ウラジロガシ 結石抑え溶解作用も

尿路結石などに効果があるウラジロガシ

 ウラジロガシは常緑広葉樹林帯の内陸部に自生し、林を形成する代表的な樹木の一種です。

 ウラジロガシの葉は他のシラカシ、ツクバネガシなどカシ類の葉と同様に革質で、披針(ひしん)形から楕円(だえん)形で、葉縁部に鋸歯(きょし)があり、縁はやや波状です。葉の先はとがっています。若い葉では全面に淡黄緑色の軟毛が密生しています。葉の裏面はろう質を分泌して粉白色となることから「ウラジロガシ(裏白樫)」がつけられました。「ドングリ」と呼び親しみのある殻斗(かくと)は長さ15~20ミリの楕円形か長楕円形です。
 

採 取


 薬用には葉と小枝を使い、採取は一年中可能で、必要に応じて採取します。葉は細かく刻んで、天日でよく乾燥させます。  

 

使用法


 ウラジロガシは日本の代表的な民間薬の一種です。四国の徳島地方では昔から、葉と小枝を胆石、腎石、尿路結石症などに用いてきました。薬理試験でも胆石症、腎石症、尿路結石症に用いて結石の形成が抑制され、また結石の溶解作用もあることが確認され、現在では各地で用いられています。

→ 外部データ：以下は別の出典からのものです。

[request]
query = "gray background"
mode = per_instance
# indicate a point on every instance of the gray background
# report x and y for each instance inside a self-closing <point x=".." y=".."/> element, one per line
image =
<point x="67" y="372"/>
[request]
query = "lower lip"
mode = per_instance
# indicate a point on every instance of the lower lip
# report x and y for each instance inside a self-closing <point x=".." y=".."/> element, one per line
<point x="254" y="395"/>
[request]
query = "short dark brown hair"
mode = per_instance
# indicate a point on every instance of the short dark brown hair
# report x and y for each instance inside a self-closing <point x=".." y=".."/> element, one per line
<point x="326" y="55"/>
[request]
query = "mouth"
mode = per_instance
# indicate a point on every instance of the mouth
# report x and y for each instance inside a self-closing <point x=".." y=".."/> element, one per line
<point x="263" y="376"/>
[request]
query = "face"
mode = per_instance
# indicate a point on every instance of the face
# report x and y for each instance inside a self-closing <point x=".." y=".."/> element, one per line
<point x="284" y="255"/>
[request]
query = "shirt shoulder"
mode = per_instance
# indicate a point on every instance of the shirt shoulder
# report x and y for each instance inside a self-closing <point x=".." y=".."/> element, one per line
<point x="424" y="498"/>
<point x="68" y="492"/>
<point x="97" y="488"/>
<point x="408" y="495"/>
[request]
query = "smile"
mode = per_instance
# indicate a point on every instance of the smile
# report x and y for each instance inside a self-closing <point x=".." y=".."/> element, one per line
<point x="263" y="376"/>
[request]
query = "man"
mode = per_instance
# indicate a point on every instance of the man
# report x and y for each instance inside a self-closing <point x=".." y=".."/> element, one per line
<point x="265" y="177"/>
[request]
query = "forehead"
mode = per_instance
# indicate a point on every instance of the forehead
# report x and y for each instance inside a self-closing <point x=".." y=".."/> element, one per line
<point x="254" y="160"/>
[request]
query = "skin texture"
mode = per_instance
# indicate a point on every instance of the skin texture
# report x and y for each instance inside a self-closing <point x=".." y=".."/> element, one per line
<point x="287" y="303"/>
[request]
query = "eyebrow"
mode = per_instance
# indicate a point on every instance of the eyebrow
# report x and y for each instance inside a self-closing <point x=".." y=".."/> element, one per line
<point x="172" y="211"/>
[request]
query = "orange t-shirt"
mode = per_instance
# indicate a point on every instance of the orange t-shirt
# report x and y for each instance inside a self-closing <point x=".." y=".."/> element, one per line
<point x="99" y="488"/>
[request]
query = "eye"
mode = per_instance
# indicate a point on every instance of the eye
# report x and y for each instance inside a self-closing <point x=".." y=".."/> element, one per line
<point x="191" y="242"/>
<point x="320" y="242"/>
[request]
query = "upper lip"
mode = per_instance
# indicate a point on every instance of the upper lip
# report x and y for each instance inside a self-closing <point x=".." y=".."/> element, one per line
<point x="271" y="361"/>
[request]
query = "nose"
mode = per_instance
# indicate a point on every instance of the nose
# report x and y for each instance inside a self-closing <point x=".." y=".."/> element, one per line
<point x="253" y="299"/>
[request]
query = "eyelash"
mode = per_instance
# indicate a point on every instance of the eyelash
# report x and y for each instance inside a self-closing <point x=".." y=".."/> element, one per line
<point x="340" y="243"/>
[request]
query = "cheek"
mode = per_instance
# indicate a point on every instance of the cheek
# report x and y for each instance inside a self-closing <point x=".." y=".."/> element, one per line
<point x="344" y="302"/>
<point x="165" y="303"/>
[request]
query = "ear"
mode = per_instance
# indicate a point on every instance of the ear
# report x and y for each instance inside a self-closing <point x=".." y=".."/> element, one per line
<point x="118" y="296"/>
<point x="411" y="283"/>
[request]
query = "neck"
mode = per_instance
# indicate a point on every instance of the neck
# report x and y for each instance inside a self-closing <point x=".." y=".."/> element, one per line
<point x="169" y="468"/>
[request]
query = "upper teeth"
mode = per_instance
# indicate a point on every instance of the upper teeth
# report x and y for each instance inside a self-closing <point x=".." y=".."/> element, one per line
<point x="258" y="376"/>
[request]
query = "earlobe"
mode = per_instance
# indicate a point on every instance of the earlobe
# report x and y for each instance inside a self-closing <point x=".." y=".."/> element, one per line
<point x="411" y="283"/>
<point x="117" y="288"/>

 尿路結石などには細かく刻んだウラジロガシの1日量50~70グラムに水700~1000ミリリットルを加えて煎じます。沸騰させ、さらに3分の1に煮詰めて、1日数回服用します。

 ウラジロガシと一緒にカキドオシ(生薬名は連銭草=れんせんそう)の1日量20グラムを追加して煎じたものは、効き目が一層あると言われています。